Malicious Facebook password stealing apps found on Google play store. A global mobile espionage campaign that was in operation since 2012 was recently uncovered due to an exposed server on the open internet. This article not just unleashed such digital security threats but also advises the common digital users how to stay safe.
According to the researchers, the espionage group was linked with Lebanese General Directorate of General Security (GDGS) and was able to collect hundreds of gigabytes of data, including personally identifiable information and intellectual property, from thousands of victims in more than 21 different countries
The espionage group dubbed Dark Caracal have targeted military personnel, medical professionals, journalists, lawyers, activists and more. The data stolen by them include call records, documents, secure messaging client content, browsing history, contact information, photos, and location data – enough information to identify a person and closely monitor his/her life.
How It works?
As strange as it may sound, the hackers did not use any advanced ways to hack into their victim’s system. Instead, the hackers used basic social engineering techniques that include sending posts on Facebook groups and WhatsApp messages, encouraging users to visit a website controlled by the hackers and application permissions.
Once tricked into landing on the malicious websites, the victims were served fake updates to secure messenger apps, including WhatsApp, Signal, Threema Telegram, and Orbot (an open source Tor client for Android), which eventually downloaded the Dark Caracal malware, dubbed Pallas, on targets’ mobile devices.
Pallas is a malware that’s capable of taking photographs, stealing data, spying on communications apps, recording video and audio, acquiring location data, and stealing text messages, including two-factor authentication codes.
Experts Opion for Your Digital Security
Ankush Johar, Director at Infosec Ventures – an organisation that provides complete infrastructure security solutions for commercial and government clients of all sizes suggested that, in the modern era, mobile phones have become not only the most used digital equipment but a virtual organ of every user in the absence of which, most of us will have a hard time surviving.
“Your smartphone is basically a blueprint of you and your behaviours. It holds each an every detail of your day to day activity, be it access to your social media account, the log of places you’ve been and regularly visit, people in your life, how important they are or even your extremely personal information such as your identification tokens like biometrics and private conversations and digital media. it’s all there,” says Johar.
Humans are the weakest link in cybersecurity and hackers know that. Hence, it’s not the first time when cyber criminals have leveraged social engineering tactics to infiltrate into personal/professional lives. “Your security is in your own hands and you should be cautious with which messages, websites, emails and phone calls you trust,” he said.
If a hacker manages to gain access of the device he/she can access your messages, photographs, documents, contacts, email, social media accounts, mobile wallets, bank account details the log of places you’ve been – in short, everything that if misused can destroy you financially as well as socially.
Tips to stay Safe!
Here are some following tips that should help you keep your mobile device secure :
Always check what all permission the app requires the users to allow before installation. Stay cautious with permissions that don’t seem legitimate, for instance, if a calculator app wants to access your call logs or messages it is clear that the app wants unnecessary permission and can be malicious. Trust your gut!

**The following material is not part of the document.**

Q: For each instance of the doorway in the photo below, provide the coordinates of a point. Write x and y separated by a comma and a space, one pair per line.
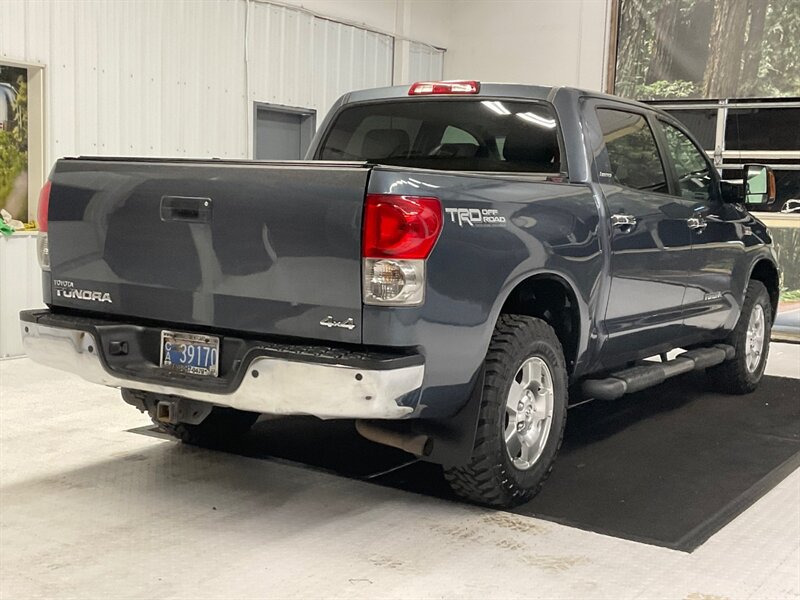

Don’t download apps from unknown sources, they can be infected with data-stealing malware hidden behind a genuine looking app. Stay away from pirated apps too as they are the main source of malware.
Do not enter your confidential information like bank account details, personal identifiers, OTPs, passwords etc. on arbitrary applications. Carefully verify that the application is what it is claiming to be before entering any data into it.
For added security, set your app store settings to “Do not allow third-party app downloads from untrusted sites.”
Check the number of download before installing, if the number is less than 50,000, it might not be completely safe and legitimate.
Check the reviews and ratings given by others users who have installed the application. If the ratings are unsatisfactory it is not preferable to download the app.
Think Before you click! Your security is in your own hands, if you feel something seems phishy, go with your gut and stay away from it.